Conservative, nonsurgical treatments are typically recommended first, and are extremely effective. Conservative treatments include medication, physical therapy, and corticosteroid injections. One or all may be used to treat your bone spur symptoms.

  • Commonly used medications:
    • Over the counter medications, such as Advil or Tylenol, may be used to treat your pain if symptoms are mild or moderate.
    • Muscle relaxers, such as Flexeril or Skelaxin, are used to treat spasm often associated with bone spurs.
    • Nerve membrane stabilizers, such as Neurontin or Lyrica, help reduce the irritability of nerves that are pinched by bone spurs.
    • Opioids are used when pain symptoms are severe. Often, they are prescribed for short term use and are only used as a last resort if nothing else is helping with the pain
  • Physical Therapy: Physical therapists can perform manual therapy and provide you with a program of stretching and exercises to help alleviate your symptoms more quickly than with just rest and medication alone. Physical Therapy may be prescribed in conjunction with other treatments such as pain medication and/or injections to help with your symptoms.

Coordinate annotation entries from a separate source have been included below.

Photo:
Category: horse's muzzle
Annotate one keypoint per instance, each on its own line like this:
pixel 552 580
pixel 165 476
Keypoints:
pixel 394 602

  • Steroid Injections: A physician performs an image guided injection into the specific area of the joint or spine thought to be the location of your bone spur and pain. Common places steroid injections are performed are at the AC (acromioclavicular) joint of the shoulder, the suspected location of a heel spur on the calcaneus (heel), the joint space between the tibia and femur at the knee, and/ or the nerve root exiting the spinal cord. While corticosteroids do not remove or “fix” the bone spur, they do help decrease the pain and inflammation surrounding the tissues.
  • Surgery: If symptoms do not improve with conservative treatment or the patient is experiencing progressing pain and neurological impairment due to bone spurs, surgical intervention is indicated. Surgical Intervention includes:
    • Sub-acromial decompression: A surgery where the bone spur or hook in the acromion of the shoulder is shaved down or removed to create space, thereby reducing shoulder impingement.

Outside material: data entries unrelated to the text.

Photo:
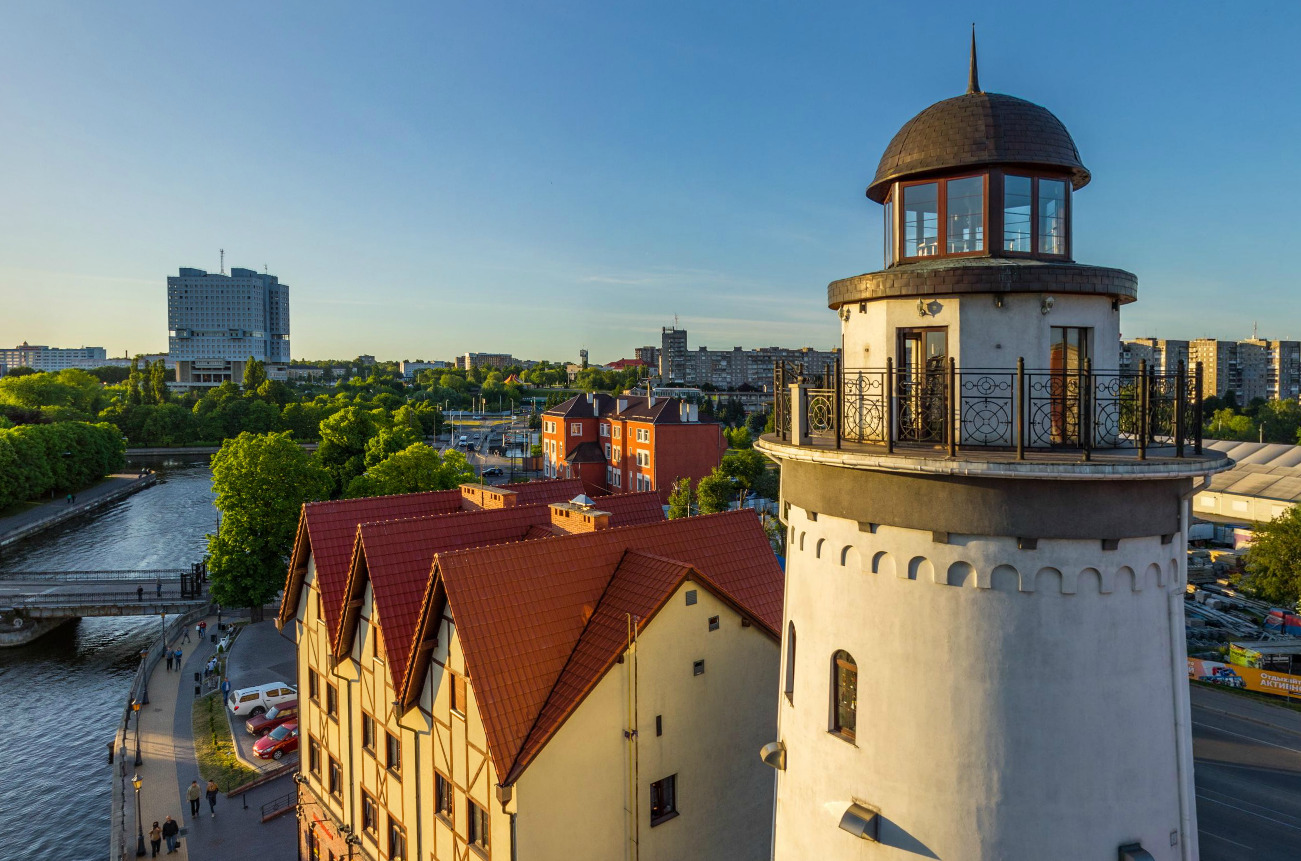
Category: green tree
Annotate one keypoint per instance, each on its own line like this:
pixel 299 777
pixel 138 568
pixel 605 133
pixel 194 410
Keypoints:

    • Total Joint Replacement: When osteoarthritic changes, including bone spurs, are severe enough to significantly impair a patient’s mobility and quality of life, a total joint replacement may be performed. They are commonly performed at the hip, knee, and more recently, the shoulder and ankle. Joint replacement can also be performed in the spine, but more often this involves fusion of the intervertebral joints, not replacement.
    • Heel spur removal: Rarely when plantar fasciitis caused by a heel spur does not improve with conservative measures, surgery to remove the heel spur from the calcaneus is performed. This is sometimes preformed in conjunction with the release of the plantar fascia of the foot to fully alleviate symptoms.
    • Laminectomy: Spinal stenosis is often caused by osteoarthritic changes in the spine, including bone spurs in the nerve root canal. During a laminectomy, a portion of the vertebrae known as the lamina is removed to allow the nerve root more room to exit the spine. Synonymous with spinal decompression surgery.

Summary

Bone spurs result from degenerative wear and tear to your joints. They can occur anywhere in the body, but they are commonly found in the shoulders, hips, knees, feet, and spine. Most cases of bone spurs can be treated with conservatively with medication, injections, and / or physical therapy. Surgery is usually not necessary, but it can be highly effective in severe cases that do not improve with other treatments.